Geoff Bennett, Infinera Q&A: Xpress delivery

01 October 2014 |


Infinera launched its Cloud Xpress portfolio last month, in a bid to better enable network operators to deliver cloud-based services worldwide. Here, Geoff Bennett – director of solutions and technology at Infinera – speaks exclusively to Capacity about the thought process behind the launch.

Capacity: What pre-empted the launch of Infinera Cloud Xpress?
Geoff Bennett: As a long-haul trend, data centres are very often built outside of major cities and huge links are needed to bring the capacity back to the users.

There is now an equivalent short-distant trend which was noted by someone from Facebook at the OFC show in San Francisco. He said that when a relatively small 1Kb of information is sent to a Facebook data centre, it gets multiplied up by a factor of 930 because of the way that they organise their protocols. This means 1Kb is now 1Mb of data.

Does that mean cloud is inefficient? It seems very wasteful of bandwidth and this information is doing a lot of bouncing around. But that doesn’t seem to be the case when you come to measure cloud from a cost point of view to the end customer. [Research firm] McKinsey & Co have produced a statistic that suggests its costs a third as much to rent capacity in the cloud as it does to own that capacity.

The great thing about all of the virtual functions that you have in these cloud architectures now, is that you can buy them in as much or as little as you need. If you buy a server and a year from now your needs increase by a factor of 10, what do you do? Do you buy the 10-times bigger server now, knowing that you’ll need it in a year’s time, but also knowing that in the next few months it’s going to be massively under-utilised and is going to cost you. Or vice versa?

In the cloud you don’t have to do that; you can just buy chunks. It can be as much or as little as you like, and it can be storage or compute power or any type of the many functions that are migrating into the cloud these days.

So there is a hierarchy of different distances. You get the long-haul, you’ve got metro, and you’ve got data centre interconnects that are building-to-building, and all these things are fundamental to making the cloud work. And in order to make these run smoothly, we realised that they essentially need a smaller version of the Infinera DTN-X.

C: Why does the industry need this now?
GB: We think that the product we are launching is the right product at the right time for this data centre interconnect market.

We have listened to customers in our target market, meaning we have put features into the product that will make it much more attractive for them, and that’s why we think this is an optimised data centre solution.
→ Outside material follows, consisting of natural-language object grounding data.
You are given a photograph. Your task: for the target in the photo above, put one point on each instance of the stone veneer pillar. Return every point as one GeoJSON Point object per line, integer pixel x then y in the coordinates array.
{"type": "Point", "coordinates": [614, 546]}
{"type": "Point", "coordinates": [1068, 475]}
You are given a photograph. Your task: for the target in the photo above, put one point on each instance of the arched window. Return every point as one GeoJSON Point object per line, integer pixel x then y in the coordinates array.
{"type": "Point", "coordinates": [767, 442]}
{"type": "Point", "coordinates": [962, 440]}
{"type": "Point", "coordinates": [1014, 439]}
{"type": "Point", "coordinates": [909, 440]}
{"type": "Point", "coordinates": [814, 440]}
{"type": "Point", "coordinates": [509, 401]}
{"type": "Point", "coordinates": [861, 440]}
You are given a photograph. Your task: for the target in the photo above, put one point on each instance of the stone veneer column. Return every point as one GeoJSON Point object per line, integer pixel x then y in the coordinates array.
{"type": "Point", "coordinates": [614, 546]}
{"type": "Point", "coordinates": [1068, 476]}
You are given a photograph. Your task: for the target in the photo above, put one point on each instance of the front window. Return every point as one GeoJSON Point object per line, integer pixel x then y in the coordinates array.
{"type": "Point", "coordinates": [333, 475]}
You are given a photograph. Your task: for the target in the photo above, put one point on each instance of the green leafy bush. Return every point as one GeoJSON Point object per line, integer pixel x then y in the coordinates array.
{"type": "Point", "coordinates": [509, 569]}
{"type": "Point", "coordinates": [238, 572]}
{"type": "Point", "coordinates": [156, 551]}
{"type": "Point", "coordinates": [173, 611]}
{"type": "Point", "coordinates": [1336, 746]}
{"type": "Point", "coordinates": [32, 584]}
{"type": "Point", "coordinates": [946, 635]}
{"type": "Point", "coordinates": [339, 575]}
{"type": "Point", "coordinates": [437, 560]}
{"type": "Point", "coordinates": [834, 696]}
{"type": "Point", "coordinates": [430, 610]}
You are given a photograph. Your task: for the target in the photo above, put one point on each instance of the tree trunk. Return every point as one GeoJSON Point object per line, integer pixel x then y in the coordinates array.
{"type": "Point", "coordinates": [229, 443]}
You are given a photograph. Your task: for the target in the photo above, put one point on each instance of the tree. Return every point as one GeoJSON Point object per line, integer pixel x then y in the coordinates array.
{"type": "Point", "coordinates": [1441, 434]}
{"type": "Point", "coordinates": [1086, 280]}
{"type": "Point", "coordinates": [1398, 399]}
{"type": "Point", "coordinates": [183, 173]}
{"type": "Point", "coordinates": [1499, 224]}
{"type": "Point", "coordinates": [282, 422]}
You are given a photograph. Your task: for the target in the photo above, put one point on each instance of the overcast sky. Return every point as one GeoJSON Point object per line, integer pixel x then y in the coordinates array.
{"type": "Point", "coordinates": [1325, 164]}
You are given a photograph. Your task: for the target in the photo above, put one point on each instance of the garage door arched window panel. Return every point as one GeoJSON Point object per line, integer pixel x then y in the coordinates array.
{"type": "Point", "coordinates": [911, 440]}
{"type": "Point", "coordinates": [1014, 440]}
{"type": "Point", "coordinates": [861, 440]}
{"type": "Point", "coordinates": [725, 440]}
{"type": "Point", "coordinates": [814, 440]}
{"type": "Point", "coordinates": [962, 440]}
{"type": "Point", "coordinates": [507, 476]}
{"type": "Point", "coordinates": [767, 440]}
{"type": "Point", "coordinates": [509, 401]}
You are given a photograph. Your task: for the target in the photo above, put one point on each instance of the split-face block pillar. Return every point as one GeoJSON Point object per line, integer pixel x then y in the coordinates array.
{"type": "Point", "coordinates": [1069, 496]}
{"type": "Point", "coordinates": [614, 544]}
We think it is the right time to deliver it and we think it is going to solve some really significant problems for our customers.

We love using our PIC (photonic integrated circuit) technology because we think it is going to give us a technical advantage in this particular area.

This creation is like a slice of our DTN-X, but as a standalone product. It is small, it has an easy entry point for the data centre guys, but it also has all the same ease of use, reliability and low power consumption. All of the good things about DTN-X have been transferred across.

It is a single PIC in its own chassis, in its own form factor. You have 500G that comes out of the box and goes to the next building, and you have 500G at the front which is the connection into the client interfaces. That is a mix of 10Gb, 40Gb and 100Gb Ethernet-type clients.

And we also have instant bandwidth where you plug in 500G, but you only pay us for the bits you use. And that is how cloud works. You only pay for as much of the cloud capacity as you’re actually using.

C: What are the main benefits of using the Infinera Cloud Xpress for the metro cloud?
GB: There are three main benefits of using the Infinera Cloud Xpress. First, is its hyperscale density. It’s just 2RU high and it’s got a fraction of the capacity of the DTN-X, but you can stack several of them and feed them all into one pair of fibres. There is a fibre capacity limitation of about 10Tb, but it’s a very scalable box.

Secondly, it has very low power consumption. It occupies a quarter of the space, and the power consumption is about half (per Gbps) that of the leading competitor.

All of these things come together for simplicity and ease of use. With its instant bandwidth capabilities, you put the technology in and you probably won’t have to touch it again for six months to a year, until you add another one.

It also gives you the ability to login, using your preferred approach. The data centre guys like command-line interface, our existing telco customers prefer network management system logon, and in the future, maybe both of them will be looking towards SDN APIs.